Recent changes in health information technology have dramatically altered the face, delivery, and management of healthcare particularly as it relates to mHealth. With increases in smart phone ownership, mHealth potentially has the ability to provide far-reaching transformation of chronic disease management particularly when aligned with behavioral change theories and persuasive technology. MHealth applications have an advantage over computers and various print communications as the consumer can engage with the application at any time and at any location. The Interactive Health Communication Application (IHCA) states that by combining support mechanisms such as behavior change theories into electronic devices as a method to transmit or receive health information can potentially lead to changes in knowledge, motivation and self-efficacy. Adding constructs of the Fogg Behavior Model, Social Cognitive Theory and Persuasive Technology to the IHCA framework can create an engaged persuasive system leading to improvements in self-efficacy, self-management and knowledge. The hypotheses for our study are 1) participants will demonstrate improved scores on self-efficacy, knowledge and self-management following the intervention period, 2) participants will be more engaged in the usage of capABILITY following behavioral triggers, and 3) participants who receive spark triggers involving motivation will engage in the utilization of capABILITY faster than those who receive facilitator triggers.

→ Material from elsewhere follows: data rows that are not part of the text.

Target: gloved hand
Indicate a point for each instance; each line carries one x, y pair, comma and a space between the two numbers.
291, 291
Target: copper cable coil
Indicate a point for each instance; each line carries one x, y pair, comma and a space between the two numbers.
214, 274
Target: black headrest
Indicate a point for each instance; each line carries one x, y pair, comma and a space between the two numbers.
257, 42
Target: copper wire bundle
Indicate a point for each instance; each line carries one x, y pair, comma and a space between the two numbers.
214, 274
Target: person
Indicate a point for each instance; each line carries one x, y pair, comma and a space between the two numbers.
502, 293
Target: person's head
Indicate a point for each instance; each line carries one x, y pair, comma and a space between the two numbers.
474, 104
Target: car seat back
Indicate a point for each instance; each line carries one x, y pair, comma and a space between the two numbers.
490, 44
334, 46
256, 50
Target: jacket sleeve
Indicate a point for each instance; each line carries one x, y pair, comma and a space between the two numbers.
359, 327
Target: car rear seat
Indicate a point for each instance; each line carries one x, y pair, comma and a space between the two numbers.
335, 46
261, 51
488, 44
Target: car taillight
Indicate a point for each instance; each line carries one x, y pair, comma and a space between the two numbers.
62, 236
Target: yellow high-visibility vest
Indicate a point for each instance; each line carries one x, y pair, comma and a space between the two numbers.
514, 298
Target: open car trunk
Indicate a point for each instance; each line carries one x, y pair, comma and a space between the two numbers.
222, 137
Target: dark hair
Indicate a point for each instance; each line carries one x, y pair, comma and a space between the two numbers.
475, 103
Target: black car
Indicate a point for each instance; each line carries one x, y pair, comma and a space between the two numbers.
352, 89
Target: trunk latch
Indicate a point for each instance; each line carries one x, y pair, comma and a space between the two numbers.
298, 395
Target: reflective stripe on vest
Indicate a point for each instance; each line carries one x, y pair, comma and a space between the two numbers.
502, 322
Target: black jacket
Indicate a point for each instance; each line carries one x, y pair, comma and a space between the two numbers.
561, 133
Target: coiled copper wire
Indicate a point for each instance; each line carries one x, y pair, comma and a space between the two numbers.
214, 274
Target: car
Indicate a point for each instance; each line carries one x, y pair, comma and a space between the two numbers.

The results of this study provide important findings for 1) mHealth system design utilizing IHCA with new constructs for chronic disease management, 2) design and develop of persuasive spark and facilitator trigger messages, and 3) understanding of user engagement when behavioral (spark and facilitator) trigger messages are utilized. The findings of the study revealed that self-efficacy, self-management, and knowledge did improve post intervention. In addition, the study showed that spark triggers continually cued participants to engage with capABILITY quicker than facilitator triggers.